Technology is a booming industry in the United Kingdom, accounting for 12.5% of the country’s GDP and creating jobs at nearly three times the rate of the rest of the economy. However, only 17% of these jobs goes to women, according to a recent research by The Tech Partnership, an organisation focused on developing skills for the UK’s Digital Economy.
This gender imbalance was at the core of the discussions held at ‘17%-Banking on Diversity in Tech’, an afternoon conference organised by Lloyds Banking Group in association with Digital Leaders on November 2nd in London. The event featured panels and speeches from women change-makers in the fields of business and technology such as Sue Unerman, author of “The Glass Wall” -a book about gender imbalances in the workplace- ,and Julianne Miles, Co-Founder of Women’s Returners, an organisation that helps women return to the job market.
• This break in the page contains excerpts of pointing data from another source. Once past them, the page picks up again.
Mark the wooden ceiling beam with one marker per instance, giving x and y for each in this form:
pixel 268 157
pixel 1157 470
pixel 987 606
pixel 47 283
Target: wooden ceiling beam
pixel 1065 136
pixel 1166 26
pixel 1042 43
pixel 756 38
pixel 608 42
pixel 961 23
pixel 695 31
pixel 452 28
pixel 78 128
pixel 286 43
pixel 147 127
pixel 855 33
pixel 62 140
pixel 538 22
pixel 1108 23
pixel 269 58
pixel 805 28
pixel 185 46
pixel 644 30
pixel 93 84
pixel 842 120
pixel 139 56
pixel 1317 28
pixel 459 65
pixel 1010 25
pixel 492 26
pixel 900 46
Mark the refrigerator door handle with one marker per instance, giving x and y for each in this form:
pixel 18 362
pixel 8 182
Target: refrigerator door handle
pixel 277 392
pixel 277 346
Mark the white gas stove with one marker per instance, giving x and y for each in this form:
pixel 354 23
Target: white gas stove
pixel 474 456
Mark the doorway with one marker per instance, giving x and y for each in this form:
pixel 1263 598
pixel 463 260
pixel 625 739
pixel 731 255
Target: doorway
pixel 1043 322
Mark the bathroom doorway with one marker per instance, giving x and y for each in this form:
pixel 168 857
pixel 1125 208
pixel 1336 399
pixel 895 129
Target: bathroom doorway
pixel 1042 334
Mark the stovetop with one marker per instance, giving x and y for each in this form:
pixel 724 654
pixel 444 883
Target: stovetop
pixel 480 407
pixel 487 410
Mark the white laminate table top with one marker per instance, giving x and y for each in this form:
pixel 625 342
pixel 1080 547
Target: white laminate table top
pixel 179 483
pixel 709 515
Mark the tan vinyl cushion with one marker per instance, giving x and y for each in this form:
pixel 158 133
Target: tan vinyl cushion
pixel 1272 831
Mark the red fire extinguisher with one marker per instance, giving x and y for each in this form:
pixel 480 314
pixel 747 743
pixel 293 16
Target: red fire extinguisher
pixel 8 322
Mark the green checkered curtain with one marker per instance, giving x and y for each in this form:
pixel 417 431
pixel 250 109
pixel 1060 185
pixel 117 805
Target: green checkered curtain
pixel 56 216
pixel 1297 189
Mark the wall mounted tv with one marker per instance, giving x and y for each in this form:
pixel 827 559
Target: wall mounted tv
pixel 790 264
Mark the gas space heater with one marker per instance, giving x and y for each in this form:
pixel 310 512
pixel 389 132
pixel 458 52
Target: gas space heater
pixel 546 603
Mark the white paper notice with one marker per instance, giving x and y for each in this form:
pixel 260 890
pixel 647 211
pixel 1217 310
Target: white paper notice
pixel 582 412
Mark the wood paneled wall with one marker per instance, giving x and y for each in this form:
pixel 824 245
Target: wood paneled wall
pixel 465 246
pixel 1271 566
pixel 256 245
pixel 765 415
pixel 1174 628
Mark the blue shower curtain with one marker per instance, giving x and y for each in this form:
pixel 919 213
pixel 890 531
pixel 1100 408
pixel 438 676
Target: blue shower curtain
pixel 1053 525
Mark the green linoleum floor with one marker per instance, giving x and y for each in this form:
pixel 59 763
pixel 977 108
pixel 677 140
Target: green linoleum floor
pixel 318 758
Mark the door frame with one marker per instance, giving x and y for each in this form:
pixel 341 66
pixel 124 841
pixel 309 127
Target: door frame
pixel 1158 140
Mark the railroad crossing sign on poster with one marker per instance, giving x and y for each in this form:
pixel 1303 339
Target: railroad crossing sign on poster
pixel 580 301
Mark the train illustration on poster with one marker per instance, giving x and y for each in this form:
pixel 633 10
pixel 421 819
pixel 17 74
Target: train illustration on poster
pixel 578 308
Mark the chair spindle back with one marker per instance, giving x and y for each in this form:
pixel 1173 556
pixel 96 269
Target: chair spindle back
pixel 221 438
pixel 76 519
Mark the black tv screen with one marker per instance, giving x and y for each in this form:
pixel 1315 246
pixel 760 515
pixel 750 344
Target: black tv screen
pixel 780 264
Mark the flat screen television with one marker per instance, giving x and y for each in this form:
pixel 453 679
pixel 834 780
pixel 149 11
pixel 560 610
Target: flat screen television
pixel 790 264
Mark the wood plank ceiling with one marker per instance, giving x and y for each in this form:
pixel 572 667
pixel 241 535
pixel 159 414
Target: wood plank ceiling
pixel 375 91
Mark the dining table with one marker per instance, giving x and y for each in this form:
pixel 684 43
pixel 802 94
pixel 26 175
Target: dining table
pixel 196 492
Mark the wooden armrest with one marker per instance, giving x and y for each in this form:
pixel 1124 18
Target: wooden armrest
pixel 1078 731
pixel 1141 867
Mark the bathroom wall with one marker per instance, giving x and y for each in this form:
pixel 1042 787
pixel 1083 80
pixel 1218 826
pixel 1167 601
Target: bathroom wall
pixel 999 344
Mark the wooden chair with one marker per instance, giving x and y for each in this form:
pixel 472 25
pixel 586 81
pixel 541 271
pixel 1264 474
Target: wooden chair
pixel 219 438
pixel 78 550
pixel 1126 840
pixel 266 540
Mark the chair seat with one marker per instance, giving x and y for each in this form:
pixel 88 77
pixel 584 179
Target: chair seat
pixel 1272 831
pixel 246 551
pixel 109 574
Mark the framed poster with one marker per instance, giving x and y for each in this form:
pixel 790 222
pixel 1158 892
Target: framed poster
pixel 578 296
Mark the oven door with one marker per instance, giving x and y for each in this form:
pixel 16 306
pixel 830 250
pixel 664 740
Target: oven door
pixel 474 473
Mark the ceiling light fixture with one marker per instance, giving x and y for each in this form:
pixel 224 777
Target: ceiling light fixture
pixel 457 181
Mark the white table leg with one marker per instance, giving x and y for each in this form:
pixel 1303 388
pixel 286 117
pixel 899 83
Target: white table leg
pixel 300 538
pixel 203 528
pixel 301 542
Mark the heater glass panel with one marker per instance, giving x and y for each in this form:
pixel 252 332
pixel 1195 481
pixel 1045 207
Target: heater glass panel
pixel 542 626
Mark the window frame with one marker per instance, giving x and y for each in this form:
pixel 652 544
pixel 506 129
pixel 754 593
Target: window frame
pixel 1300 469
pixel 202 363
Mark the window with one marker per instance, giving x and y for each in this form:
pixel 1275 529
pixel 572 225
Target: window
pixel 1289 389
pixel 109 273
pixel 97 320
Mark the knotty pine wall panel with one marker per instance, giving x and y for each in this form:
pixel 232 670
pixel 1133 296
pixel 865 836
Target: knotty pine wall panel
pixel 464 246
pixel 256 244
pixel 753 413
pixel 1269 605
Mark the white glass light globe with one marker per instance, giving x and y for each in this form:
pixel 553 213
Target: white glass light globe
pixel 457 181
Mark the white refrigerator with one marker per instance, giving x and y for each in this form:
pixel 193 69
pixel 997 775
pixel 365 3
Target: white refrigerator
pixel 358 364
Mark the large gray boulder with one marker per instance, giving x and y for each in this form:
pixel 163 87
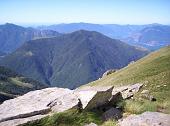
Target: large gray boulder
pixel 146 119
pixel 30 104
pixel 112 113
pixel 38 104
pixel 93 97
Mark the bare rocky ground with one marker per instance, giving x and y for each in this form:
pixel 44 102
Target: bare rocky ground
pixel 40 103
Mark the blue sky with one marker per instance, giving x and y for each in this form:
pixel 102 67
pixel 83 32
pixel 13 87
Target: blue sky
pixel 90 11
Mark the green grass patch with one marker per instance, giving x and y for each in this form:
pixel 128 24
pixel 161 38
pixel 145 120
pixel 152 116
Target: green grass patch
pixel 110 123
pixel 68 118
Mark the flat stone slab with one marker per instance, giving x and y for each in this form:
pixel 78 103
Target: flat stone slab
pixel 147 119
pixel 19 121
pixel 30 104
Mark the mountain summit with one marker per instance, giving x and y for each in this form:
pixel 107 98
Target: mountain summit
pixel 72 59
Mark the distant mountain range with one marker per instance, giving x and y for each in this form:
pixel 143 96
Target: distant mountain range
pixel 151 36
pixel 72 59
pixel 13 84
pixel 13 36
pixel 110 30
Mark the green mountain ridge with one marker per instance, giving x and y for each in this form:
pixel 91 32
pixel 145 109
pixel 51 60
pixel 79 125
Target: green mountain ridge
pixel 71 60
pixel 13 36
pixel 13 84
pixel 153 71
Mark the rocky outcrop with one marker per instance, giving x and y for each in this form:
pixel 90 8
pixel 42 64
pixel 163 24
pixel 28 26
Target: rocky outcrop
pixel 127 91
pixel 109 72
pixel 146 119
pixel 146 95
pixel 30 104
pixel 112 113
pixel 92 97
pixel 91 124
pixel 38 104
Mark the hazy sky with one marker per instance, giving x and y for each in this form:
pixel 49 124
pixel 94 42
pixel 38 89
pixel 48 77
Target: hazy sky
pixel 91 11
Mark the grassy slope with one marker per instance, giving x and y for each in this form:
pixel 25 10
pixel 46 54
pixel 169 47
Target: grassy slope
pixel 154 71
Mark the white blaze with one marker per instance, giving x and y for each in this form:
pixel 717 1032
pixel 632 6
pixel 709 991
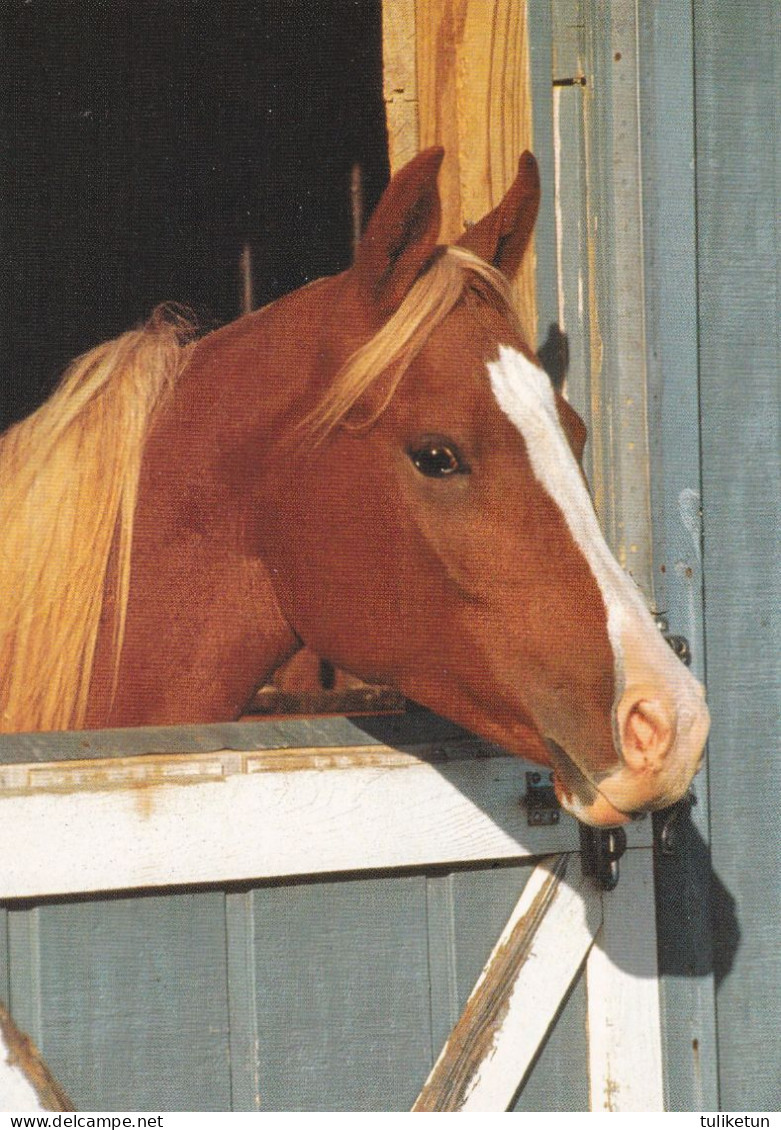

One of the highlights was the opening speech by Jacqueline de Rojas, Chair of Digital Leaders. Jacqueline pointed out the mismatch between the UK’s high demand for skilled workers for the Tech industry and the underrepresentation of women in the same area.
“The most critical area is encouraging women to get into the Tech industry. Take a look at gaming, for an example. 50% of gamers are female and yet less than 7% of women make up the development site of the gaming industry. So, who is creating what and for whom? That’s an opportunity. We have an urgent skills gap and we must turn to the women,”said Jacqueline de Rojas.
Besides attracting more women for technology careers, Jacqueline believes a change in mentality is needed in the corporate world in order for the advancement of women to leadership positions can be seen not only as a plea for diversity’s sake, but in terms of business benefit and productivity.
“One woman on the board of a business can reduce the risk of bankruptcy by 20% and that percentage increases the more women you have on the team. We should all look at diversity and inclusion in terms of business benefit and productivity,”concluded de Rojas.